En matière de durabilité, la croissance de l'Etat ne peut rivaliser avec la croissance économique. En effet, les investissements effectués par l'Etat n'ont en général pas les mêmes effets sur le plan économique que les investissements privés, même si on prétend souvent le contraire. Ainsi, des études récentes prétendent que:

  • chaque franc investi dans des stades encourage l'investissement de huit autres francs.
  • chaque franc investi dans la coopération au développement augmente d'une fois et demie sa part au PIB de notre pays.
  • 55 millions de francs investis par SuisseEnergie engendrent des investissements de 800 millions de francs.
  • Suisse Tourisme atteint un chiffre d'affaires de 42 francs pour chaque franc consacré au marketing.
  • Chaque franc de prestations sociales versé aux personnes dans le besoin dégage une „ plus-value sociale " de 50 centimes.
  • Les mêmes effets sont toujours et encore promis dans les domaines de la promotion de la place économique, de la prévention en matière de santé ou de trafic.

On ne me fera pas croire que le mouvement perpétuel existe au niveau étatique. Le miracle d'une expansion monétaire sans conséquences n'a jamais pu être réalisé, ni par la planche à billets, ni par une augmentation des dépenses de l'Etat.

L'Etat ne doit pas soustraire trop de ressources aux particuliers et à l'économie. Ces ressources doivent rester à la disposition des acteurs qui sont exposés à la concurrence et sont mieux armés pour y faire face s'ils sont soumis à une charge fiscale faible. Cela signifie aussi que l'Etat n'est pas en mesure de tout faire et qu'il doit avoir le courage de l'accepter.

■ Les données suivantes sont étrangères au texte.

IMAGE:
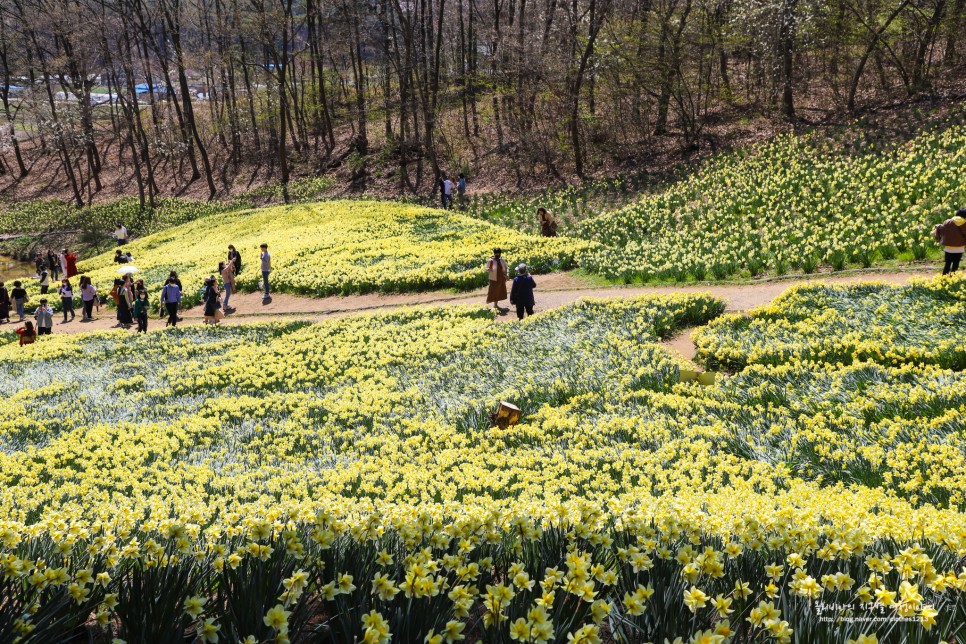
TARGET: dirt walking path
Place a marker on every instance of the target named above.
(553, 291)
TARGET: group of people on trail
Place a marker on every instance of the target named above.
(521, 292)
(130, 295)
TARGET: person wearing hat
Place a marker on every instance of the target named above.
(497, 267)
(952, 234)
(521, 293)
(45, 318)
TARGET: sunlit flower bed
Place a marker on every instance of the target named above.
(794, 203)
(338, 247)
(342, 482)
(893, 325)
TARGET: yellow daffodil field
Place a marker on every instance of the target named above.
(337, 247)
(891, 325)
(789, 205)
(343, 482)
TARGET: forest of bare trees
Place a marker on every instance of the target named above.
(143, 90)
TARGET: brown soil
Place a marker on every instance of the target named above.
(553, 291)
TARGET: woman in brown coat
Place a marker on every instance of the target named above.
(548, 227)
(952, 235)
(497, 267)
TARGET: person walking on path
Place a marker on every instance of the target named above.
(88, 297)
(266, 269)
(461, 190)
(228, 279)
(497, 268)
(19, 295)
(45, 318)
(27, 333)
(66, 293)
(952, 234)
(234, 259)
(125, 301)
(141, 311)
(446, 191)
(548, 227)
(170, 298)
(210, 297)
(44, 281)
(70, 263)
(53, 263)
(177, 280)
(120, 234)
(4, 304)
(521, 293)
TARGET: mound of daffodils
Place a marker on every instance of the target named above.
(337, 247)
(342, 482)
(793, 203)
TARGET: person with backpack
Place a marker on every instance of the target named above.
(70, 263)
(446, 191)
(44, 281)
(497, 268)
(521, 293)
(170, 298)
(141, 311)
(177, 280)
(266, 269)
(19, 295)
(88, 298)
(53, 263)
(234, 259)
(45, 318)
(27, 333)
(461, 190)
(228, 280)
(211, 300)
(952, 235)
(66, 293)
(120, 234)
(548, 226)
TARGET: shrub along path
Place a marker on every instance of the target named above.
(553, 290)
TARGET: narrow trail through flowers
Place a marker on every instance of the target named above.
(553, 290)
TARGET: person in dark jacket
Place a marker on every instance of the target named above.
(53, 263)
(234, 259)
(170, 298)
(521, 293)
(141, 311)
(952, 235)
(211, 300)
(4, 304)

La croissance n'est pas en premier lieu synonyme de dépenses. Connaissant la caisse fédérale, je sais que pour pratiquement tous les projets ferroviaires les coûts d'investissement ne sont jamais remboursés et que les prix payés par les usagers ne couvrent jamais les frais d'exploitation. Je sais également que tout l'argent encaissé par l'Etat a dû être prélevé ailleurs, où il aurait pu être investi de manière au moins aussi productive et innovatrice.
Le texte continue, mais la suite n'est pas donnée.